Encounters during the Mi’raj: The People by the Rivers & Prayer at Bayt al-Ma’mur
بِسۡمِ
ٱللهِ ٱلرَّحۡمَـٰنِ ٱلرَّحِيمِ
During the night of the Mi’raj, the Prophet (s.a.w.), accompanied by Jibril (a.s.), ascended to the Seventh Heaven, and there, they met Ibrahim (a.s.). With Ibrahim (a.s.) were sitting a company of people with pristine faces similar to the whiteness of a blank page, and next to them were people with something in their faces. The latter stood and entered a river in which they bathed. Then they came out having purified some of their hue. Then they entered another river and bathed and came out having purified some more. Then they entered a third river and bathed and purified themselves, and their hue became like that of their companions. They came back and sat next to them.
The Prophet (s.a.w.) asked, “O Jibril, who are those with white faces and those who had something in their hues, and what are these rivers in which they entered and bathed?”
He replied, “The ones with white faces are a people who never tarnished their belief with injustice or disobedience; those with something in their hues are a people who would mix good deeds with bad ones, then they repented and Allah (s.w.t.) Relented towards them. As for these rivers, then the first is Allah’s (s.w.t.) Mercy, the second His Favour and the third and their Lord Gave them a pure beverage to drink.”
سُوۡرَةُ
ٱلدَّهۡر / الإنسَان
... وَسَقَٮٰهُمۡ رَبُّہُمۡ شَرَابً۬ا طَهُورًا (٢١)
… and their Lord will Give to them to drink of a wine pure and holy. (Surah al-Insan:21)

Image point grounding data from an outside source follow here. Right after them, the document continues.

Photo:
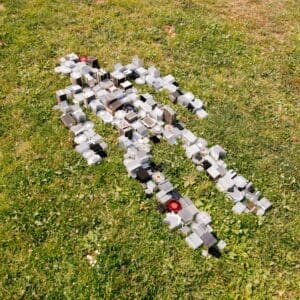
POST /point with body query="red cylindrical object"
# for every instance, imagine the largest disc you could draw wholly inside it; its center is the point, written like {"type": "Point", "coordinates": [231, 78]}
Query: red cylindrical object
{"type": "Point", "coordinates": [174, 206]}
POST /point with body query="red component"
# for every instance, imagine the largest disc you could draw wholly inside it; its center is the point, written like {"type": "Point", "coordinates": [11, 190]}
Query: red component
{"type": "Point", "coordinates": [83, 58]}
{"type": "Point", "coordinates": [174, 206]}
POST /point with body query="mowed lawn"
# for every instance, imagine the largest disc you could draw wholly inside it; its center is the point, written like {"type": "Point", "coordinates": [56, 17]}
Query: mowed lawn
{"type": "Point", "coordinates": [242, 59]}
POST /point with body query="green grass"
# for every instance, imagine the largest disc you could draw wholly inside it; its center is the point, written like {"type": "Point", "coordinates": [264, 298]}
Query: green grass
{"type": "Point", "coordinates": [54, 210]}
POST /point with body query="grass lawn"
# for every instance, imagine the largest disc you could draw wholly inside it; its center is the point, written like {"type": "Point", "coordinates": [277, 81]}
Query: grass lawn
{"type": "Point", "coordinates": [242, 58]}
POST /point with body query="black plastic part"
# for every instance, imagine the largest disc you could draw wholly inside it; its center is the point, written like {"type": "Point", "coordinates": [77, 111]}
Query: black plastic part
{"type": "Point", "coordinates": [142, 175]}
{"type": "Point", "coordinates": [98, 150]}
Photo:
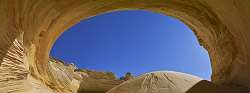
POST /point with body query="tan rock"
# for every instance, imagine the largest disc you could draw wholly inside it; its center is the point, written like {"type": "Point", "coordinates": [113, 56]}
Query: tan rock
{"type": "Point", "coordinates": [97, 82]}
{"type": "Point", "coordinates": [28, 29]}
{"type": "Point", "coordinates": [170, 82]}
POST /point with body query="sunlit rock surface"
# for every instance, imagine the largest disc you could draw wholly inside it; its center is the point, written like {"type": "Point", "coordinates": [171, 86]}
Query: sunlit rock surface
{"type": "Point", "coordinates": [28, 29]}
{"type": "Point", "coordinates": [158, 82]}
{"type": "Point", "coordinates": [97, 82]}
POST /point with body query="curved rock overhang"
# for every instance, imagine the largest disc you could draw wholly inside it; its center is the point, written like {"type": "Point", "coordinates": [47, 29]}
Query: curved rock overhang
{"type": "Point", "coordinates": [28, 29]}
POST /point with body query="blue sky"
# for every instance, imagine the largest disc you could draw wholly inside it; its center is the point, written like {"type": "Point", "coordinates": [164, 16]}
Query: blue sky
{"type": "Point", "coordinates": [133, 41]}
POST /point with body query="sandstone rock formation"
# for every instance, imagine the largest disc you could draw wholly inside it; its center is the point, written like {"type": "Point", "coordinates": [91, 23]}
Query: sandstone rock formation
{"type": "Point", "coordinates": [28, 29]}
{"type": "Point", "coordinates": [97, 82]}
{"type": "Point", "coordinates": [158, 82]}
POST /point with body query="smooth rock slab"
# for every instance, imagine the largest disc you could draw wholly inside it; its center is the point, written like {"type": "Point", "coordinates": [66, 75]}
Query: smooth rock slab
{"type": "Point", "coordinates": [158, 82]}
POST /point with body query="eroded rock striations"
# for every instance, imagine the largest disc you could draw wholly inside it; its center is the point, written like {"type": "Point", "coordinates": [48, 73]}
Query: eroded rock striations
{"type": "Point", "coordinates": [28, 29]}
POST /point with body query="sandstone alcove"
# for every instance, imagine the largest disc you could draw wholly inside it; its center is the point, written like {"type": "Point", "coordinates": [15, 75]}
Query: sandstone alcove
{"type": "Point", "coordinates": [30, 27]}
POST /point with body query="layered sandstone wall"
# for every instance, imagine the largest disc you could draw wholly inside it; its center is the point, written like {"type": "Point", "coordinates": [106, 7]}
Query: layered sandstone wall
{"type": "Point", "coordinates": [28, 29]}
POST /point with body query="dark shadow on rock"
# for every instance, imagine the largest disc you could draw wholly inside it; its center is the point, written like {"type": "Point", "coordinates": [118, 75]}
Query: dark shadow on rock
{"type": "Point", "coordinates": [209, 87]}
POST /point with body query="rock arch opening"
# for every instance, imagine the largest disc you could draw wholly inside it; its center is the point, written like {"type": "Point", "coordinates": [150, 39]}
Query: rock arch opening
{"type": "Point", "coordinates": [134, 41]}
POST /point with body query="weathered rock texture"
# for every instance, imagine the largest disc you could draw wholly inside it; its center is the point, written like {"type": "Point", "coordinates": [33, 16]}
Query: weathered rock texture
{"type": "Point", "coordinates": [169, 82]}
{"type": "Point", "coordinates": [28, 29]}
{"type": "Point", "coordinates": [158, 82]}
{"type": "Point", "coordinates": [97, 82]}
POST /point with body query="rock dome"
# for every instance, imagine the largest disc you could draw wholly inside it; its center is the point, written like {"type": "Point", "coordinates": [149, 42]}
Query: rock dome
{"type": "Point", "coordinates": [158, 82]}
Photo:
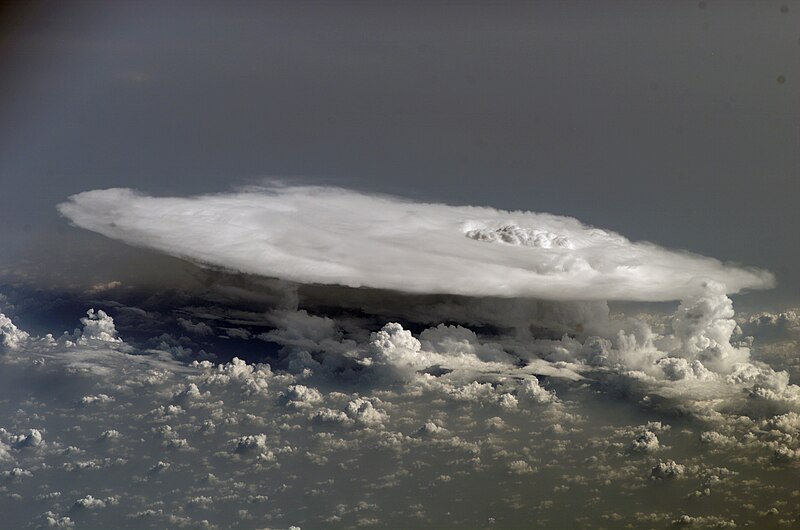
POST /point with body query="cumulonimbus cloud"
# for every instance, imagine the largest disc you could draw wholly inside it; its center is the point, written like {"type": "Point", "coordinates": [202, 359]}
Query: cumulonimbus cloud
{"type": "Point", "coordinates": [326, 235]}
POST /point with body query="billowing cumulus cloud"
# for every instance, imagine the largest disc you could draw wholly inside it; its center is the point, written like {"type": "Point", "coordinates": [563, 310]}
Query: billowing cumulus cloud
{"type": "Point", "coordinates": [334, 236]}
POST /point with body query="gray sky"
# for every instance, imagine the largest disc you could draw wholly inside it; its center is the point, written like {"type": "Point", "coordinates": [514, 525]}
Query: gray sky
{"type": "Point", "coordinates": [675, 122]}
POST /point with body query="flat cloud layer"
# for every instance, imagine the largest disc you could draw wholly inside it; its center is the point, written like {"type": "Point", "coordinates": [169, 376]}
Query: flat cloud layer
{"type": "Point", "coordinates": [334, 236]}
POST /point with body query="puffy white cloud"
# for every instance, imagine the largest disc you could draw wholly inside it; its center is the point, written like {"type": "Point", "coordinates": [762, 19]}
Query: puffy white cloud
{"type": "Point", "coordinates": [668, 470]}
{"type": "Point", "coordinates": [335, 236]}
{"type": "Point", "coordinates": [11, 337]}
{"type": "Point", "coordinates": [98, 326]}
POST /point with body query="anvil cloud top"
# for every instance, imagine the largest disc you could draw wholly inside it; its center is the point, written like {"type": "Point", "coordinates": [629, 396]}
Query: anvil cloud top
{"type": "Point", "coordinates": [335, 236]}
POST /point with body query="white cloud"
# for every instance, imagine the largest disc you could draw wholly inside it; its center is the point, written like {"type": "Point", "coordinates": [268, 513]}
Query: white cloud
{"type": "Point", "coordinates": [335, 236]}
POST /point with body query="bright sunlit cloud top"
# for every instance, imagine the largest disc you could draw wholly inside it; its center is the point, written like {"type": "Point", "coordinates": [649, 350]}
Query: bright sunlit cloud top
{"type": "Point", "coordinates": [335, 236]}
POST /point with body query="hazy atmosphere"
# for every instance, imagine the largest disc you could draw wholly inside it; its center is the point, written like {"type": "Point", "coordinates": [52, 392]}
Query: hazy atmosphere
{"type": "Point", "coordinates": [399, 264]}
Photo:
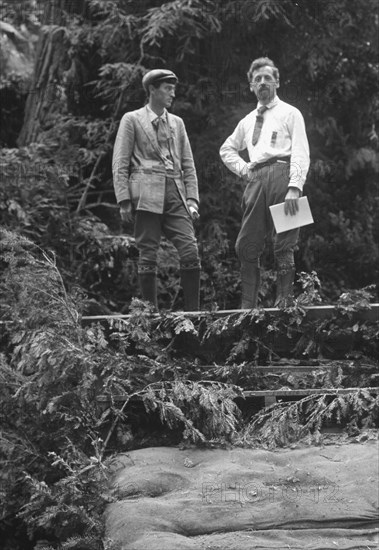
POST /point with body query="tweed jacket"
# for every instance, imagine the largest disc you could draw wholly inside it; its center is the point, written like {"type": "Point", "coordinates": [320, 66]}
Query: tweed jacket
{"type": "Point", "coordinates": [138, 169]}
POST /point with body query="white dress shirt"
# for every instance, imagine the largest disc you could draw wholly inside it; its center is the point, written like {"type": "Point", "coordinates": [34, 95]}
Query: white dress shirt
{"type": "Point", "coordinates": [283, 135]}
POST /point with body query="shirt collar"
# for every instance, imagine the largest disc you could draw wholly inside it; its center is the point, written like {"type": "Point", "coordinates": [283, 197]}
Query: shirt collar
{"type": "Point", "coordinates": [272, 103]}
{"type": "Point", "coordinates": [153, 116]}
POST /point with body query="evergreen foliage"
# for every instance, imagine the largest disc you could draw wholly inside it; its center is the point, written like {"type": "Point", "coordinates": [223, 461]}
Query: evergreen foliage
{"type": "Point", "coordinates": [328, 69]}
{"type": "Point", "coordinates": [73, 394]}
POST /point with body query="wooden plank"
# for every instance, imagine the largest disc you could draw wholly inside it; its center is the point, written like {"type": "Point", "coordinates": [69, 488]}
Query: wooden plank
{"type": "Point", "coordinates": [306, 391]}
{"type": "Point", "coordinates": [292, 368]}
{"type": "Point", "coordinates": [312, 312]}
{"type": "Point", "coordinates": [272, 393]}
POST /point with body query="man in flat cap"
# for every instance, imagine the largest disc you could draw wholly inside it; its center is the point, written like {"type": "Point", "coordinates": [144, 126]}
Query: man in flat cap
{"type": "Point", "coordinates": [155, 184]}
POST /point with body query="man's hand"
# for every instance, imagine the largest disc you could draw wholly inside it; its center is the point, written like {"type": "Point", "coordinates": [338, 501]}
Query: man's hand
{"type": "Point", "coordinates": [247, 171]}
{"type": "Point", "coordinates": [126, 211]}
{"type": "Point", "coordinates": [291, 201]}
{"type": "Point", "coordinates": [193, 208]}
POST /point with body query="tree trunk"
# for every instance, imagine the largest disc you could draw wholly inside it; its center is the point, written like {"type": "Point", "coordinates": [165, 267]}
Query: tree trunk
{"type": "Point", "coordinates": [46, 96]}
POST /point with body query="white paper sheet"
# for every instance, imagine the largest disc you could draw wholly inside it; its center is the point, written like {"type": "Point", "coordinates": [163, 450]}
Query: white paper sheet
{"type": "Point", "coordinates": [283, 222]}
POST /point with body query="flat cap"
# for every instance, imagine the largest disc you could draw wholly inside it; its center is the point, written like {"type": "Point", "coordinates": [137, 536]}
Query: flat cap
{"type": "Point", "coordinates": [158, 75]}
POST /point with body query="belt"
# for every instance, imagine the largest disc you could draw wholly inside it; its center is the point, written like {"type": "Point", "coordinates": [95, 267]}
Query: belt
{"type": "Point", "coordinates": [272, 160]}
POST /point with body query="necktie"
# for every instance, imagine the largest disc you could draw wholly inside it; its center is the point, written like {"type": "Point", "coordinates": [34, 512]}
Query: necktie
{"type": "Point", "coordinates": [258, 124]}
{"type": "Point", "coordinates": [161, 130]}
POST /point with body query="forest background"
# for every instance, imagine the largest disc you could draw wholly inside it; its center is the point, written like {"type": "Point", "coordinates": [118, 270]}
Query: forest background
{"type": "Point", "coordinates": [59, 123]}
{"type": "Point", "coordinates": [70, 71]}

Then the Prophet (s.a.w.) was told, “This is your place and the place of your ummah.” He saw that his ummah were divided into two halves: one half were wearing clothes that seemed as white as a blank page, the other were wearing clothes that seemed the colour of ashes or dust. He entered the Bayt al-Ma’mur and those who were wearing the white clothes entered with him. Those that wore ash-coloured clothes were no longer able to see him, and yet they were in the best of states. The Prophet (s.a.w.) prayed in the Bayt al-Ma’mur together with those of the believers that were with him.
Every day, seventy thousand angels enter the Bayt al-Ma’mur, who shall never return to it until the Day of Resurrection. This House is exactly superposed to the Ka’bah. If one stone fell from it, it would fall on top of the Ka’bah. The angels who have entered it never see it again.

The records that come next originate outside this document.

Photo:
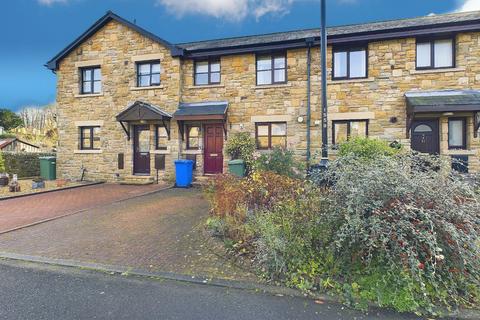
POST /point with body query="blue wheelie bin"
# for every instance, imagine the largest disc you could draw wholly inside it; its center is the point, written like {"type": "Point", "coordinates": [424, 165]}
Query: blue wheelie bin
{"type": "Point", "coordinates": [183, 173]}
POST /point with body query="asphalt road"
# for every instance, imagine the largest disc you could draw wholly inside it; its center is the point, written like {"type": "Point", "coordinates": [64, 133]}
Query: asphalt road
{"type": "Point", "coordinates": [32, 291]}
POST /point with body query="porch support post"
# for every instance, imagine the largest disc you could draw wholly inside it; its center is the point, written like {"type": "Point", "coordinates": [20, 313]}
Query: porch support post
{"type": "Point", "coordinates": [410, 117]}
{"type": "Point", "coordinates": [127, 130]}
{"type": "Point", "coordinates": [167, 128]}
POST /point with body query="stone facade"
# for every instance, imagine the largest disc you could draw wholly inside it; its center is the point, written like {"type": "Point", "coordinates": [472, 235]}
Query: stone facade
{"type": "Point", "coordinates": [378, 98]}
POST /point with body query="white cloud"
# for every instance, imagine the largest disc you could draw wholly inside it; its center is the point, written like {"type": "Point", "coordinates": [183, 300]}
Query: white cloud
{"type": "Point", "coordinates": [469, 5]}
{"type": "Point", "coordinates": [51, 2]}
{"type": "Point", "coordinates": [234, 10]}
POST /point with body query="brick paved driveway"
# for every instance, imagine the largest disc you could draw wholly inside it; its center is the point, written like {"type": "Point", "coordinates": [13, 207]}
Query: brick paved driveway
{"type": "Point", "coordinates": [27, 210]}
{"type": "Point", "coordinates": [156, 232]}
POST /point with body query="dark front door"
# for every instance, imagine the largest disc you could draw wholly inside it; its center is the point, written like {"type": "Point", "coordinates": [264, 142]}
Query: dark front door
{"type": "Point", "coordinates": [213, 151]}
{"type": "Point", "coordinates": [141, 149]}
{"type": "Point", "coordinates": [425, 136]}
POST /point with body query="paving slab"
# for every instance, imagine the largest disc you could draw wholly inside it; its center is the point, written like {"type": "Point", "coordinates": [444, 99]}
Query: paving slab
{"type": "Point", "coordinates": [18, 212]}
{"type": "Point", "coordinates": [156, 232]}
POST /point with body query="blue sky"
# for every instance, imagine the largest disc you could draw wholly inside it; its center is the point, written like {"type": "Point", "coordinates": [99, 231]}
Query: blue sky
{"type": "Point", "coordinates": [33, 31]}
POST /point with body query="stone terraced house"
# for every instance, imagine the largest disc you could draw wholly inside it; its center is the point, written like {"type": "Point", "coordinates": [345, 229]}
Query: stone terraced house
{"type": "Point", "coordinates": [130, 103]}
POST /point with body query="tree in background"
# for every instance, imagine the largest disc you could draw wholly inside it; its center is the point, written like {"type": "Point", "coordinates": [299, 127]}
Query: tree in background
{"type": "Point", "coordinates": [39, 126]}
{"type": "Point", "coordinates": [9, 119]}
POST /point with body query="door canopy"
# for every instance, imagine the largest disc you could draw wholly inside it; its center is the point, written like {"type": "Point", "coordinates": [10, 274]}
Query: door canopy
{"type": "Point", "coordinates": [441, 101]}
{"type": "Point", "coordinates": [140, 111]}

One version states that the presentation of the three vessels, the Prophet’s (s.a.w.) choice of the vessel of milk, and Jibril’s (a.s.) approval took place at this point.
Imam Abu al-Qasim Sulayman ibn Ayyub ath-Thabarani (r.a.) cited this hadits, with a sound chain, “The night I was enraptured, I passed by the heavenly host, and lo and behold, Jibril was like the worn-out saddle-cloth on the camel’s back from fear of his Lord.” One of Imam Abu Bakr Ahmad ibn ‘Amr al-Bazzar’s (r.a.) narrations stated, “like a saddle-blanket that clings to the ground.”
Shaykh Muhammad al-Hasan
ibn ‘Alawi al-Maliki (q.s.) said, “Of the same meaning is the hadits, ‘kun
hilsan min ahlasi baytik’, ‘Be one of the saddle blankets of your house,’
that is: keep to it in times of dissension.”